WASHINGTON, D.C. – Rep. Tom Cole (OK-04) made the following remarks in the House floor in support of the Budget Control Act of 2011:

"Every now and then you need to step back and look at the record and put the rhetoric aside. When this majority showed up in January of this last year, we found a situation where our fends on the other side of the aisle had failed to write a budget for this year, failed to pass any appropriations bills, and had just sort of gone home.

"We had a president who had appointed a debt reduction commission and yet failed to embrace any of their actions at all, not one. Then we heard the president come and address us in this chamber, State of the Union message, didn't bother to mention the looming debt crisis for 35 minutes. 35 minutes. Then the first serious proposal we got from that president, our president, was for a $400 billion reduction over 10 years that was so laughable, when it was brought up in the United States Senate, which is controlled by his party, it failed 97-0.

"Then the president wanted to have a free vote on raising the debt ceiling. 'Let's just raise it, go ahead, and see what happens.' We obviously don't support that. We think there ought to be
spend reductions, but we said, 'Sure, you've got the vote.' Fewer than 100 of my friends on the other side supported their own president when he asked for that vote. So we clearly weren't sufficiently motivated to do that.

Now we've reached a point where, last week, we actually did raise the debt ceiling by $2.7 trillion, we did institute cuts that, frankly, are going to happen anyway -- they coincide with my friend Mr. Ryan's budget -- and put caps on long-term spending and said, 'Just give the American people a chance -- just a chance-- vote on a balanced budget amendment. Not asking that it pass, but don't you think they ought to have the right through their state legislatures to make that decision? We were denied that.

"Now we are at a point where we are about to once again raise the debt ceiling and do it in a responsible way, a way that I predict will probably become the pattern in the future . This body should never raise the debt ceiling again automatically. We've done it on our side, our friends have done it, we should always couple it with spend regular restraint and reform. That's what we're doing in this measure. This majority has enacted a budget. My friend has taken a lot of flak for that budget, but I'm proud to be associated with it. This body has, or will, twice raise the debt ceiling.

"And as for the president's plan: We hear about. I'd just like to see it. Just once. I haven't seen anything or heard anything like this since Richard Nixon had a secret plan to end the war.

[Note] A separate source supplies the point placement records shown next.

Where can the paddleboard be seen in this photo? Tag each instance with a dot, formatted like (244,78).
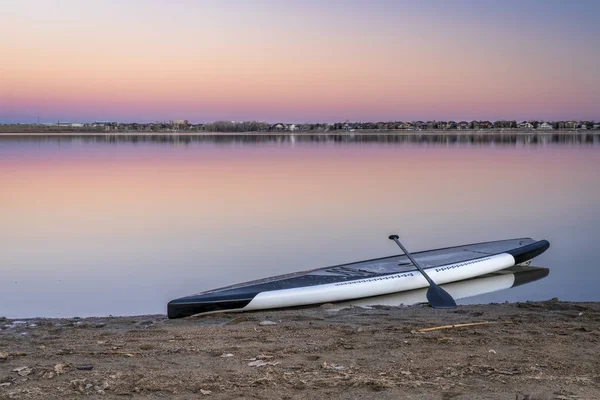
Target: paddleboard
(484,284)
(361,279)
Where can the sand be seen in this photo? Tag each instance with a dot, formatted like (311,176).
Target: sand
(542,350)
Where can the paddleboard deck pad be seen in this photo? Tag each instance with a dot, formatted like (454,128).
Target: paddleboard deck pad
(363,279)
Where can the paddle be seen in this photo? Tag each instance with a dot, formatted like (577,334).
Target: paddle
(438,297)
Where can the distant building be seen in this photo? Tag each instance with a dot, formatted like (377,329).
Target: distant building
(571,124)
(278,127)
(463,125)
(525,125)
(176,123)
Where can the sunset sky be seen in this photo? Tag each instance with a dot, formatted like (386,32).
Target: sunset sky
(299,60)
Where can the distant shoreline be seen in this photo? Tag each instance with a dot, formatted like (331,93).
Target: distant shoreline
(465,132)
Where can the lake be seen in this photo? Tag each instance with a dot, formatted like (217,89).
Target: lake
(121,225)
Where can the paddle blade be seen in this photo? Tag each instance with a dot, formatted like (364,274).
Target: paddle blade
(439,298)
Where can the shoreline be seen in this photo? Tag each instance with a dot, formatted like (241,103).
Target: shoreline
(531,350)
(465,133)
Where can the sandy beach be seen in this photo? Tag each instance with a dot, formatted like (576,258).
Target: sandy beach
(534,350)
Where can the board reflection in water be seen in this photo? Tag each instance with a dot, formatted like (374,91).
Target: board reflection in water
(504,279)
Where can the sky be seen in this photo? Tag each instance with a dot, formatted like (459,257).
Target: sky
(299,60)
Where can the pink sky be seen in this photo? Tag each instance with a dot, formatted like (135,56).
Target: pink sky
(298,61)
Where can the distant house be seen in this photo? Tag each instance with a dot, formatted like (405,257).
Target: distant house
(463,125)
(177,123)
(571,125)
(420,125)
(525,125)
(278,127)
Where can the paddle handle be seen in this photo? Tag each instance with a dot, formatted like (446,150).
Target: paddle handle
(395,238)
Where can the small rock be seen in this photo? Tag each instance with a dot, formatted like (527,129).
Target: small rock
(48,375)
(333,366)
(60,368)
(261,363)
(23,371)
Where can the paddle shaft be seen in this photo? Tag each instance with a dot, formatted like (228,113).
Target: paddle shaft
(416,264)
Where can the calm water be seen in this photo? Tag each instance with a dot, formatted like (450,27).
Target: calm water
(121,226)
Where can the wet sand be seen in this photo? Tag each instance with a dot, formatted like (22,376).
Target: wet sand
(541,350)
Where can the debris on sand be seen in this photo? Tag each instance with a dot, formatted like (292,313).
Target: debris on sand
(267,323)
(23,371)
(262,363)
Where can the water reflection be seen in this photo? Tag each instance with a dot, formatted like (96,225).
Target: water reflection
(109,225)
(494,138)
(501,280)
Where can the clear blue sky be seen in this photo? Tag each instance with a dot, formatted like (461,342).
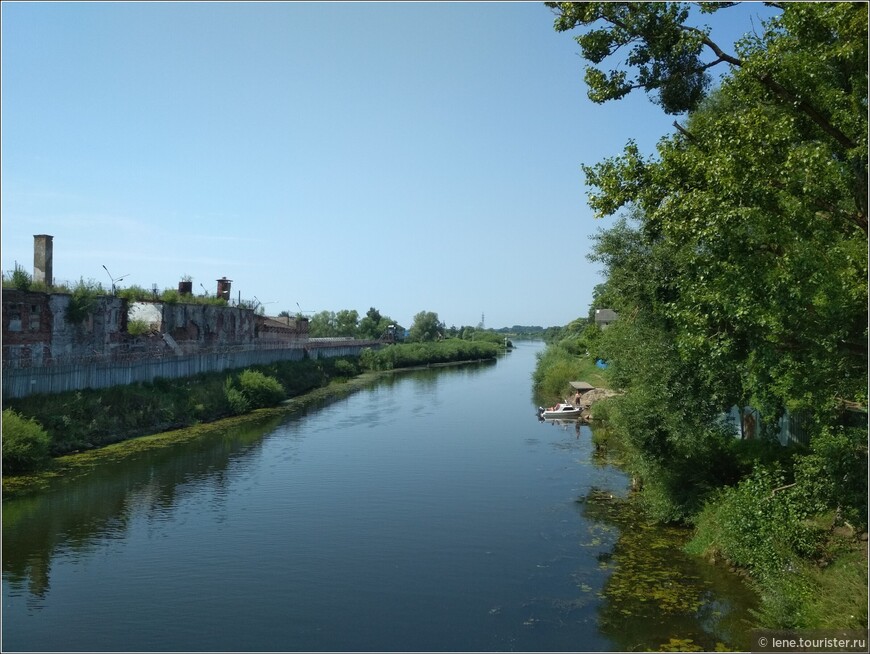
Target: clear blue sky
(323,156)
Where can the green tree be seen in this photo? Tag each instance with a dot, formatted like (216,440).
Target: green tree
(346,322)
(755,210)
(426,327)
(25,443)
(323,325)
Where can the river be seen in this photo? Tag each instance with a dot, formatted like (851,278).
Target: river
(431,511)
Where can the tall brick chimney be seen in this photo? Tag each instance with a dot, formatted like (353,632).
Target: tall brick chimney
(43,253)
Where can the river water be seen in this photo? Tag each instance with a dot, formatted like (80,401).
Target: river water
(429,512)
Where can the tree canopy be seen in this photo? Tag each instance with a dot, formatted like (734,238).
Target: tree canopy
(748,238)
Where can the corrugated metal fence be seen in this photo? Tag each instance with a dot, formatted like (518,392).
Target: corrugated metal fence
(62,377)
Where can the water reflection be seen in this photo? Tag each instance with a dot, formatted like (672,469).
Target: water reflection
(80,515)
(655,595)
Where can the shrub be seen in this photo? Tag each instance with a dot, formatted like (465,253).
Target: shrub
(21,279)
(260,390)
(83,301)
(761,524)
(138,327)
(25,443)
(237,401)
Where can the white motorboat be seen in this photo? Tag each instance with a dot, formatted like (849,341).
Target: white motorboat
(561,410)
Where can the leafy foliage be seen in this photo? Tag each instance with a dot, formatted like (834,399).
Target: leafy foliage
(260,390)
(18,278)
(25,443)
(83,301)
(408,355)
(236,399)
(426,327)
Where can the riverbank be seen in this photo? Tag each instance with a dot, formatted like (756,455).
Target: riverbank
(790,519)
(74,464)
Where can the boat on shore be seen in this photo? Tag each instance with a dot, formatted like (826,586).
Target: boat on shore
(561,410)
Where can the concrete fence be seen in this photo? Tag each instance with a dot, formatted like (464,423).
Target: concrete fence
(62,377)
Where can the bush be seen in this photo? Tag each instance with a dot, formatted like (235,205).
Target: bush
(138,327)
(761,524)
(25,444)
(83,301)
(261,390)
(237,401)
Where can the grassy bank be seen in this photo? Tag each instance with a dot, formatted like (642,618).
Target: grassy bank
(792,520)
(40,427)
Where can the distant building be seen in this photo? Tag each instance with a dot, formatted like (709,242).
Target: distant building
(605,317)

The president must have a secret plan because it's not on paper, it's not been scored, it's not been publicly presented to anybody. And by the way, one last thing on that, if Sen. Reid's plan scores at $2.2 trillion, I guess we have a $4 trillion deficit deal. We have $3 trillion and we don't count the extra trillion, which is automatic because the wars are ending. I think we ought to up ours, we have a $4 trillion plan, ought to give the majority leader the credit for that, for finding that additional trillion and if you'll just vote for this, we'll have your magic $4 trillion plan done. Our three, Senator Reid's one, that adds up to what the president wanted.

"Let's pass it, give the Senate an opportunity to pass it and give the president an opportunity to sign it."